Cet amour-là

"Elle dit: non, ne pleurez pas, ce n'est pas triste, en rien, en aucun cas. Il s'agit de vous et de pas vous, oubliez votre personne, ça n'a aucune importance. Il ne faut pas se prendre pour un héros. Vous êtes rien. C'est ce qui me plaît. Restez comme ça. Ne changez pas. Restez. On va lire ensemble."

Yann Andréa

More ain't enough

"Je t'embrasse à m'y casser les dents." Gmail, le 16 mars 2013

"Loving you breaks my knees."

Elle avait dit ça dans cette langue-là et sans que ça s'inscrive en aucune façon dans la conversation. Elle avait souri. Le sourire le plus cruel et le plus enfantin qui soit. Elle était capable de ça: être naïve et puissante à la fois. Elle avait vu l'Enfer, elle en était revenue.
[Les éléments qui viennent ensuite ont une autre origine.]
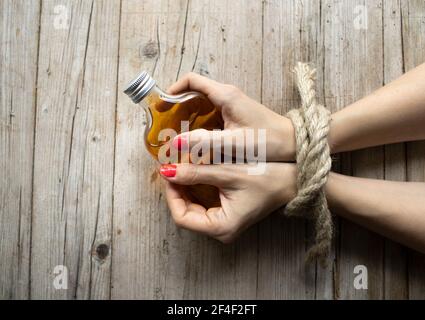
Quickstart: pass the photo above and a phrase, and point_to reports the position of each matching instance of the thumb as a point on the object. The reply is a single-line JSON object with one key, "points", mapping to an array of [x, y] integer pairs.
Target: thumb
{"points": [[189, 174]]}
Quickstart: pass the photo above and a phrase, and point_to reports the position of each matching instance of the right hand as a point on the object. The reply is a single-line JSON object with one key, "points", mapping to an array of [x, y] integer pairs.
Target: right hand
{"points": [[239, 113], [244, 198]]}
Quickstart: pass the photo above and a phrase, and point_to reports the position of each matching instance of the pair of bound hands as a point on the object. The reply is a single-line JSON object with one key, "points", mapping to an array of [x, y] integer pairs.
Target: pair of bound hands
{"points": [[245, 199]]}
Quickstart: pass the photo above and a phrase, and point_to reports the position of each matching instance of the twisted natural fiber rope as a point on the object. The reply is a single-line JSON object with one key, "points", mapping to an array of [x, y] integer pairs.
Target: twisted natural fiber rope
{"points": [[311, 123]]}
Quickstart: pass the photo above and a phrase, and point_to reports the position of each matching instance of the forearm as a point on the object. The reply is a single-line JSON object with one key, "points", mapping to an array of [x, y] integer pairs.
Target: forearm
{"points": [[391, 114], [393, 209]]}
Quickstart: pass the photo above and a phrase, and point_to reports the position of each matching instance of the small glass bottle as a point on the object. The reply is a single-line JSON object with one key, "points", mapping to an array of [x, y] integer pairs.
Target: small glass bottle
{"points": [[166, 111]]}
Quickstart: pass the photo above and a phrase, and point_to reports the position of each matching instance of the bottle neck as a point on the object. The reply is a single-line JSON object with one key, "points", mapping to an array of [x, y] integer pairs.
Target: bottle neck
{"points": [[140, 87]]}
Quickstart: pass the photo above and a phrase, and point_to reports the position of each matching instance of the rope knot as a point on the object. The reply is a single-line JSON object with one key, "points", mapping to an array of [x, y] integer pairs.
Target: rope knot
{"points": [[311, 123]]}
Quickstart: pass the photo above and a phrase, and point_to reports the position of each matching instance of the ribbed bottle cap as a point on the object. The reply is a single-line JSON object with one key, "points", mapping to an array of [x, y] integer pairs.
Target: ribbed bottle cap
{"points": [[140, 87]]}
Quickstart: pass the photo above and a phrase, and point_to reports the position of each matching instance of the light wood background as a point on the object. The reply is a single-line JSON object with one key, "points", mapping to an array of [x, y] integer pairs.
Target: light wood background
{"points": [[78, 188]]}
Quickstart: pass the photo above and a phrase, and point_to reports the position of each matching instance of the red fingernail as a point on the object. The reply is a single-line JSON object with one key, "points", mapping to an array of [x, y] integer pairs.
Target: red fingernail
{"points": [[168, 170], [179, 143]]}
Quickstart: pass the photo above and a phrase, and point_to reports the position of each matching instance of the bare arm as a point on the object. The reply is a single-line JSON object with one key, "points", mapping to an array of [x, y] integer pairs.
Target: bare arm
{"points": [[393, 209], [394, 113]]}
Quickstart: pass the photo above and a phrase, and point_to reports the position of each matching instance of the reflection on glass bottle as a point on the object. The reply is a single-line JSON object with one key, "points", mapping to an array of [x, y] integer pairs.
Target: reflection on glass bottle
{"points": [[168, 112]]}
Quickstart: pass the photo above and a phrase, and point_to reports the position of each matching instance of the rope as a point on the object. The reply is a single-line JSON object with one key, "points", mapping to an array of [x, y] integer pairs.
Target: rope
{"points": [[311, 123]]}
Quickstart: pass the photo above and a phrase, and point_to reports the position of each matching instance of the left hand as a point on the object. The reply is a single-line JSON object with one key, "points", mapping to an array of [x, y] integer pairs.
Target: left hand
{"points": [[245, 199]]}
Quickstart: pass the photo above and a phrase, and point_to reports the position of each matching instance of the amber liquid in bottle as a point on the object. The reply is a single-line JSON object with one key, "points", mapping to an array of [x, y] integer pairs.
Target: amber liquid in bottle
{"points": [[167, 112]]}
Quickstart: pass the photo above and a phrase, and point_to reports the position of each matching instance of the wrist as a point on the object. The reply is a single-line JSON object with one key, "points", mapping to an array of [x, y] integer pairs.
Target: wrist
{"points": [[282, 145]]}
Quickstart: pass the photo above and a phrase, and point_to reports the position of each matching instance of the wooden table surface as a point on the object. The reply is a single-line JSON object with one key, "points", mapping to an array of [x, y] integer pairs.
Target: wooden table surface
{"points": [[79, 190]]}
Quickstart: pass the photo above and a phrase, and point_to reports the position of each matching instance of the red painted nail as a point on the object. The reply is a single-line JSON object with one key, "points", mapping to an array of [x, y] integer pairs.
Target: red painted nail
{"points": [[179, 143], [168, 170]]}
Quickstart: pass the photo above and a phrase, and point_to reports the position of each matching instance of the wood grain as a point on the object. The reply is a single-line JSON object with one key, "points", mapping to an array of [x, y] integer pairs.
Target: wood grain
{"points": [[74, 149], [18, 72], [78, 188], [413, 13]]}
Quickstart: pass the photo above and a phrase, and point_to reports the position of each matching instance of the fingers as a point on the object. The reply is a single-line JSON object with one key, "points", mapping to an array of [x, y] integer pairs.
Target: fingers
{"points": [[196, 82], [230, 142], [194, 217], [190, 174]]}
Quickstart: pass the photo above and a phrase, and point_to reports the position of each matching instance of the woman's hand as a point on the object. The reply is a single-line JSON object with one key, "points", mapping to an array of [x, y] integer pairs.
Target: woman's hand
{"points": [[245, 199], [239, 113]]}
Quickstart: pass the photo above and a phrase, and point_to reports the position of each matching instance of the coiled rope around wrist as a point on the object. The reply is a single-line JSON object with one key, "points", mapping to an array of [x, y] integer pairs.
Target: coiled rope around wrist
{"points": [[311, 123]]}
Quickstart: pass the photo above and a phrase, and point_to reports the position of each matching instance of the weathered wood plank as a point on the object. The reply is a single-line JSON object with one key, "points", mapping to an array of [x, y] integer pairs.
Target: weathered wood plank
{"points": [[18, 71], [354, 59], [74, 148], [162, 261], [395, 255], [413, 19]]}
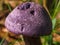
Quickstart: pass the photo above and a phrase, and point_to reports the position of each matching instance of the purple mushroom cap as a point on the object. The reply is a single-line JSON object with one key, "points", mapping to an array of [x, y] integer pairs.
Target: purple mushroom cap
{"points": [[29, 19]]}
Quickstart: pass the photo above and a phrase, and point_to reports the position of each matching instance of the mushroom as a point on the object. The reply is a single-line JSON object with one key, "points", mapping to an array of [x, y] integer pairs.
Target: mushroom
{"points": [[31, 20]]}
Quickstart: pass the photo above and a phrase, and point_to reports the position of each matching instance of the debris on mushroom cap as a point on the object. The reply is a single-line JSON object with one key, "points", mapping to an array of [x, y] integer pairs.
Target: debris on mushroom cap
{"points": [[29, 19]]}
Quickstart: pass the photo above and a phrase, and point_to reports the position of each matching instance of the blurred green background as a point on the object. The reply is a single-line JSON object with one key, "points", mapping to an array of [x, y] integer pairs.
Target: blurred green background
{"points": [[52, 7]]}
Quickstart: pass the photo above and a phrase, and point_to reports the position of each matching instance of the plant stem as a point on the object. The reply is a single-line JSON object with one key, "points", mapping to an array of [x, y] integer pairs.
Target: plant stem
{"points": [[32, 40]]}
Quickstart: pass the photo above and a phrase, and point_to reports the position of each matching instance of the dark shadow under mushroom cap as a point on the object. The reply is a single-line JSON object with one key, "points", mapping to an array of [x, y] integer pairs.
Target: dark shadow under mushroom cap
{"points": [[29, 19]]}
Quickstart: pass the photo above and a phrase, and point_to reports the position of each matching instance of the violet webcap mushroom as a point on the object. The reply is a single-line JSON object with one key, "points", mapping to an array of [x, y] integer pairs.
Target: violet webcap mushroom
{"points": [[31, 20]]}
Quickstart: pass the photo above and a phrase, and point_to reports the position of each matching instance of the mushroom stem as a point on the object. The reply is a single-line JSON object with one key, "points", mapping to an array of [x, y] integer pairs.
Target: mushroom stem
{"points": [[32, 40]]}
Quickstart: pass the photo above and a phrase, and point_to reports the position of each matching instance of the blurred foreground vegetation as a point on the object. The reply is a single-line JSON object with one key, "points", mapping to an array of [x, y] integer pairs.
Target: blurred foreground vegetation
{"points": [[52, 7]]}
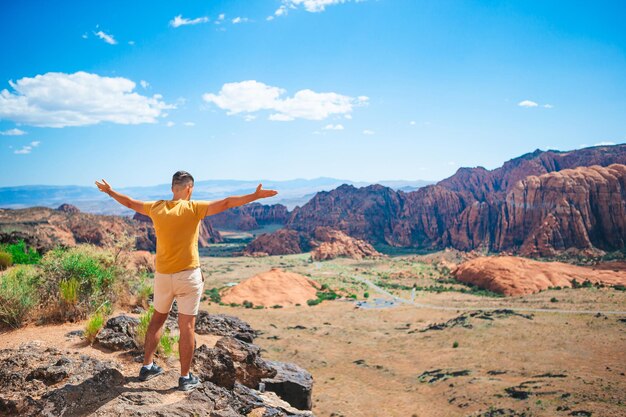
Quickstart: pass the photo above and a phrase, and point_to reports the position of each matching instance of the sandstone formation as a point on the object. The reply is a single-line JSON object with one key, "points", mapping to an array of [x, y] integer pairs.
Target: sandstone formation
{"points": [[330, 243], [44, 228], [250, 216], [538, 204], [280, 242], [273, 287], [513, 276]]}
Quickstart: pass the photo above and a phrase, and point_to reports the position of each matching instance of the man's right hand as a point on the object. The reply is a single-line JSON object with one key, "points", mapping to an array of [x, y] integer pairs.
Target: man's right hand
{"points": [[104, 186]]}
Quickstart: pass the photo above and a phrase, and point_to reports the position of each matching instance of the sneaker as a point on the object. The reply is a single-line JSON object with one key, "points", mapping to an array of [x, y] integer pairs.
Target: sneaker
{"points": [[146, 374], [186, 384]]}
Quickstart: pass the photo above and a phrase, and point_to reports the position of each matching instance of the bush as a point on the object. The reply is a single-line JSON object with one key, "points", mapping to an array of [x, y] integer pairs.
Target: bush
{"points": [[94, 324], [21, 254], [214, 295], [6, 260], [78, 280], [18, 295], [167, 343]]}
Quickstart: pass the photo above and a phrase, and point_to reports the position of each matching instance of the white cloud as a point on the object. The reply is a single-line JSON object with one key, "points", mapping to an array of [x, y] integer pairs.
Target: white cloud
{"points": [[13, 132], [527, 103], [281, 11], [530, 103], [56, 99], [251, 96], [312, 6], [106, 37], [182, 21], [26, 149]]}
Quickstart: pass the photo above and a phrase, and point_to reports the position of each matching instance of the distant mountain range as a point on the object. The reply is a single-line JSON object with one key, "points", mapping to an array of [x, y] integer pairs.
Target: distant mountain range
{"points": [[291, 193]]}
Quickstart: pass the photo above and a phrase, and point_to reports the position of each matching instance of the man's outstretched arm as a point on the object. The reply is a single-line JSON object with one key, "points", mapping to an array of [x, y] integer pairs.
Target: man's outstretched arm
{"points": [[218, 206], [121, 198]]}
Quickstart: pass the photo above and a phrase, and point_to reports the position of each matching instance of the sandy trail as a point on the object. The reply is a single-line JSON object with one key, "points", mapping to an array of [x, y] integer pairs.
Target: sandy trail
{"points": [[512, 307]]}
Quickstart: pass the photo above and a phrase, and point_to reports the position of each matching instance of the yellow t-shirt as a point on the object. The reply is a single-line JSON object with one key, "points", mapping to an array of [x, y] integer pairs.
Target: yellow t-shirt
{"points": [[177, 224]]}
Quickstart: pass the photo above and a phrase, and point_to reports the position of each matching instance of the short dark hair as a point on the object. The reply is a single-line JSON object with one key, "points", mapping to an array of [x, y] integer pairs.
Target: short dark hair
{"points": [[181, 178]]}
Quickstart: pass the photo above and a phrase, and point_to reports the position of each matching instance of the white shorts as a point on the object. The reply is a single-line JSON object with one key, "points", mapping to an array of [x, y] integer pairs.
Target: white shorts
{"points": [[184, 286]]}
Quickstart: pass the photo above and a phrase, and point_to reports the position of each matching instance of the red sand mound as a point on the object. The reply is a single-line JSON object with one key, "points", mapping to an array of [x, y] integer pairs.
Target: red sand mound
{"points": [[511, 275], [273, 287]]}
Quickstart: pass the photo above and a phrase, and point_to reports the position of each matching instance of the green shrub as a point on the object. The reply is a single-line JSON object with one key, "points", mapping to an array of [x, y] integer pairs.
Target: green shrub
{"points": [[18, 295], [6, 260], [81, 278], [68, 291], [167, 343], [142, 327], [21, 254], [214, 295], [93, 326]]}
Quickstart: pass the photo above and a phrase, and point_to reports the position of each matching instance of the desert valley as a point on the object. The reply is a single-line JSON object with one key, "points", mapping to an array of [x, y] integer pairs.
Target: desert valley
{"points": [[490, 293]]}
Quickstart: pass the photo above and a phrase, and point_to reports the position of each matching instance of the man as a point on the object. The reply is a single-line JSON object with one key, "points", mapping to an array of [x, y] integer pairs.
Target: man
{"points": [[178, 274]]}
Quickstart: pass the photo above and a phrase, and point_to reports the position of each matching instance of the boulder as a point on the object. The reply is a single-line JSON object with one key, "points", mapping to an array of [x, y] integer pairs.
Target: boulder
{"points": [[224, 325], [291, 383]]}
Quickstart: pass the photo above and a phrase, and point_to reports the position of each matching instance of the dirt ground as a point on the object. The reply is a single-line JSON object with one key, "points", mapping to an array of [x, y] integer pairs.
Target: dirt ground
{"points": [[377, 362]]}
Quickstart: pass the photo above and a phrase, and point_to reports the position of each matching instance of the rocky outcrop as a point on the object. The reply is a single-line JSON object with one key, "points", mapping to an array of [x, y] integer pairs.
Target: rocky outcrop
{"points": [[44, 228], [207, 234], [36, 380], [513, 276], [280, 242], [330, 243], [292, 383], [578, 208], [68, 208], [477, 208], [250, 216], [224, 325]]}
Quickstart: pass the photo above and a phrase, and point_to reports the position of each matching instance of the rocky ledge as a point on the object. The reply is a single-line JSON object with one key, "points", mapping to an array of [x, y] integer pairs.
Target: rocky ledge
{"points": [[40, 380]]}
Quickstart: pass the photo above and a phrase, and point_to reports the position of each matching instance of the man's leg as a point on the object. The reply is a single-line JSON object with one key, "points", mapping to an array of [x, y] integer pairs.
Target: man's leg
{"points": [[153, 336], [186, 343]]}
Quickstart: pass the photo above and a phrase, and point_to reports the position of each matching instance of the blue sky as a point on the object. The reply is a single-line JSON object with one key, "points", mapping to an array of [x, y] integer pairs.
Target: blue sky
{"points": [[362, 90]]}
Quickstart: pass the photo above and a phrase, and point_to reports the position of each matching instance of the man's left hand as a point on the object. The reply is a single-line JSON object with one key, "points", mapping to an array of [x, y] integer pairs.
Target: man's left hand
{"points": [[259, 193]]}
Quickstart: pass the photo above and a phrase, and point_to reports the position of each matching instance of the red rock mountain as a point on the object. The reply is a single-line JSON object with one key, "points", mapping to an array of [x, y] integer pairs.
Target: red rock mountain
{"points": [[44, 228], [503, 210], [250, 216]]}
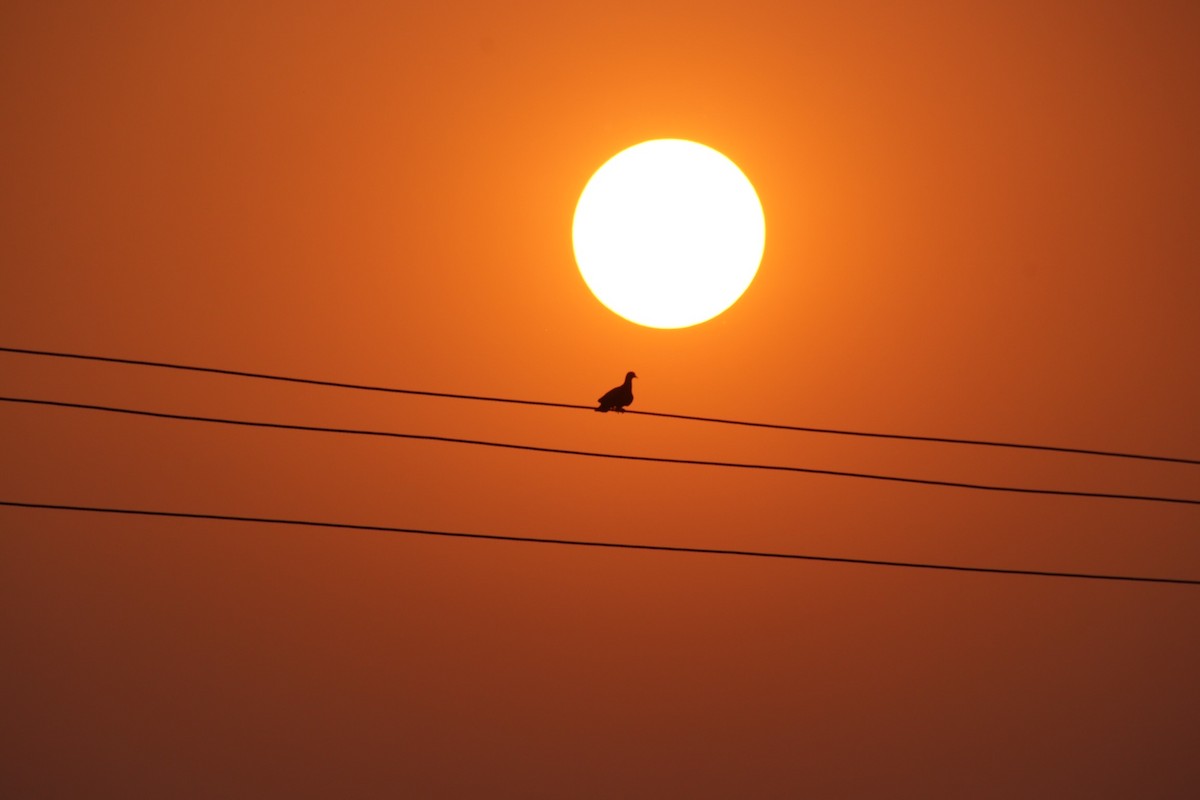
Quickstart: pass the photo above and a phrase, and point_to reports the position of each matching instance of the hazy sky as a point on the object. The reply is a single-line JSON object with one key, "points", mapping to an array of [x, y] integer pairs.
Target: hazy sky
{"points": [[981, 222]]}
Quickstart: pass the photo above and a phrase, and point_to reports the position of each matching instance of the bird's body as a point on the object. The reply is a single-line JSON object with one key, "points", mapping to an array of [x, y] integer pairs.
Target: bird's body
{"points": [[616, 400]]}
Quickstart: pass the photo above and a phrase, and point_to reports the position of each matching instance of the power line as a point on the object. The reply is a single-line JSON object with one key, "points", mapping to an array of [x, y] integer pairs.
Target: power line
{"points": [[589, 453], [574, 542], [773, 426]]}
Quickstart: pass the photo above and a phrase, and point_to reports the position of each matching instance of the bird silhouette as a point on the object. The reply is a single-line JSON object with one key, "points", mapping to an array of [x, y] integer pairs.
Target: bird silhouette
{"points": [[616, 400]]}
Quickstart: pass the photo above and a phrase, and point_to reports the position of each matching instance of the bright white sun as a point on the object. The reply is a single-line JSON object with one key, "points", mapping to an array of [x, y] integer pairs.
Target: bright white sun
{"points": [[669, 233]]}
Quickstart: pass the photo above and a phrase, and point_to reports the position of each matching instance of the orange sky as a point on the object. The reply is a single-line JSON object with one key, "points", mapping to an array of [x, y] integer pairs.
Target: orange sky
{"points": [[981, 222]]}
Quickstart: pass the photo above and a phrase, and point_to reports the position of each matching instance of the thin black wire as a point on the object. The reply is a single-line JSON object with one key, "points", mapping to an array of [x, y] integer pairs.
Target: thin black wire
{"points": [[574, 542], [335, 384], [589, 453]]}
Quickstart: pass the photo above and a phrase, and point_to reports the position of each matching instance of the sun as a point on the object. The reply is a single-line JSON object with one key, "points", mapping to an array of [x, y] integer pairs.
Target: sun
{"points": [[669, 233]]}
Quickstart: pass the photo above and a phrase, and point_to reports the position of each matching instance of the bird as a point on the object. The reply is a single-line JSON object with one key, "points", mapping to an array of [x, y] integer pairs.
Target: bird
{"points": [[616, 400]]}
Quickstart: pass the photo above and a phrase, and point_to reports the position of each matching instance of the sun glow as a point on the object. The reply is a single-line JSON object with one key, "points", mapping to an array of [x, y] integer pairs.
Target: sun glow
{"points": [[669, 233]]}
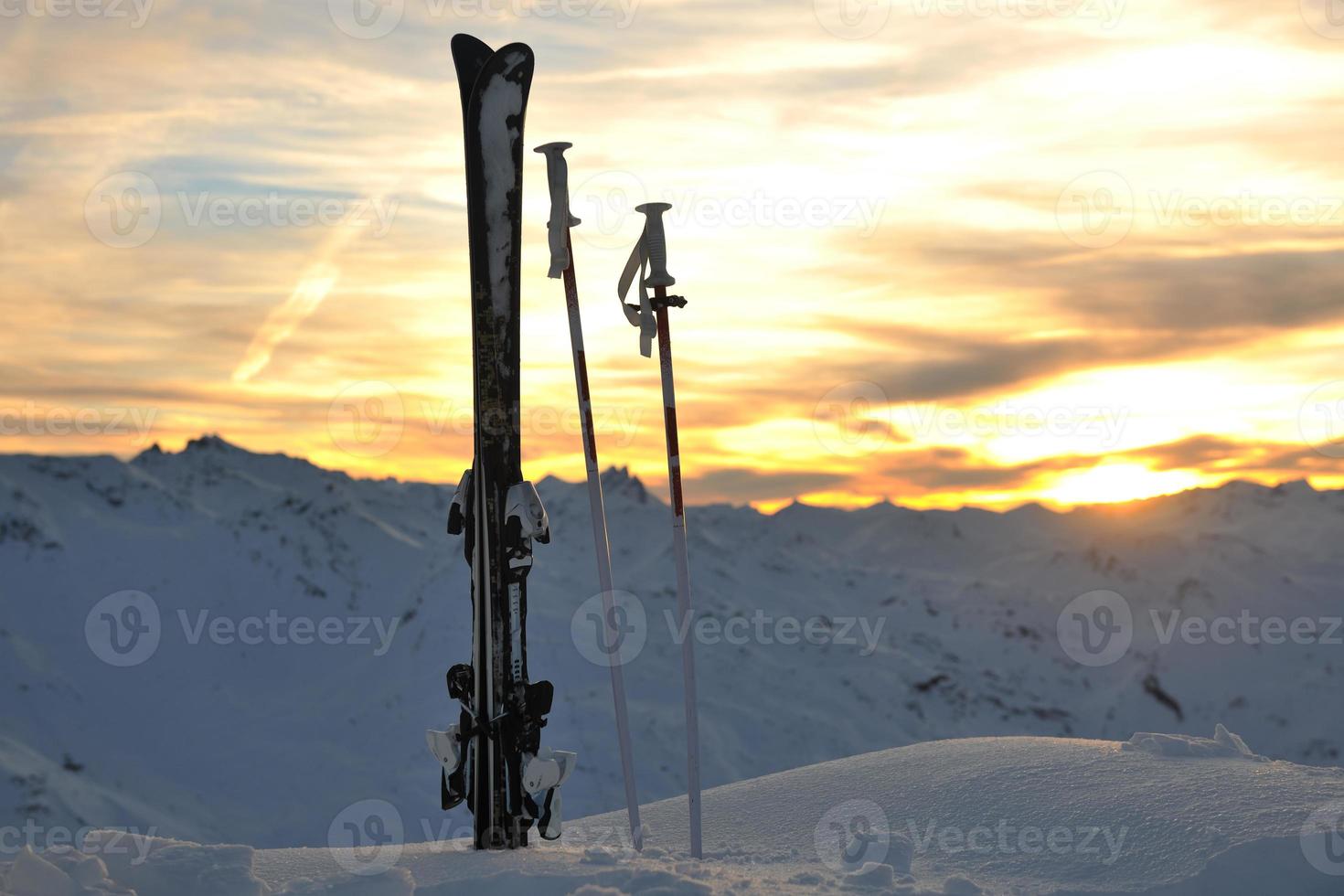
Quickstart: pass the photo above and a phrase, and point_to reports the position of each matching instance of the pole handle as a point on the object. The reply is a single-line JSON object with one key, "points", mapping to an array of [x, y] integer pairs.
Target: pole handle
{"points": [[657, 243], [558, 177]]}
Meredith qu'elle s'appelait. Ou Eurydice, mais ça il aimait pas. Cette idée-là. Qu'un serpent lui lacère la chair et mette à jour le processus de putréfaction naturel de la chose. Que ce serpent soit en elle. A sommeiller en attendant le bon moment. Qu'il ne se manifeste jamais en sa présence à lui. Ou alors par fulgurances, histoire de le narguer. Méchamment. Parce qu'il savait très bien ce qui se passait dans ce corps. Il avait tout à fait compris cette connerie qu'on appelle les bleus et contre lesquels il ne pouvait rien. Tout ce qu'il savait c'était que le serpent était tellement puissant qu'il était impossible de le nommer ou d'énoncer le moindre des maux qu'il causait sans en même temps enfoncer les crocs vénéneux de la bête plus en avant dans la chair de sa belle. Que le silence et la patience étaient sa seule option et que cette option était avant tout une option de latence. De déni aussi. Mais que sans ça tout s'accélèrerait. Il fallait donc se taire. Caresser les nerfs.

Meredith. Meredith. Elle buvait du gin, elle dansait le blues, elle pleurait comme un enfant. Meredith aimait comme une femme, c'est ce qui le tenait lui. Quand elle dansait et quand elle aimait d'ailleurs, il voyait très nettement le degré de putréfaction. Et il savait qu'il devait s'en détourner, sans quoi elle disparaitrait. Il savait aussi qu'il ne pourrait pas éternellement. Les yeux gris comme l'avalanche. Qui pouvaient se perdre dans le néant, suspendus comme la poussière dont s'entourent toutes les avalanches. Les fantômes. Mais le gin et la vie et les sourires infinis. Cruels et naïfs. Authentiques.

Et puis aussi il savait sa crainte à elle. Son vertige. Son incapacité à faire un pas de côté. Alors, tout empli de son sentiment de responsabilité, il attendait ce qui immanquablement finirait par arriver.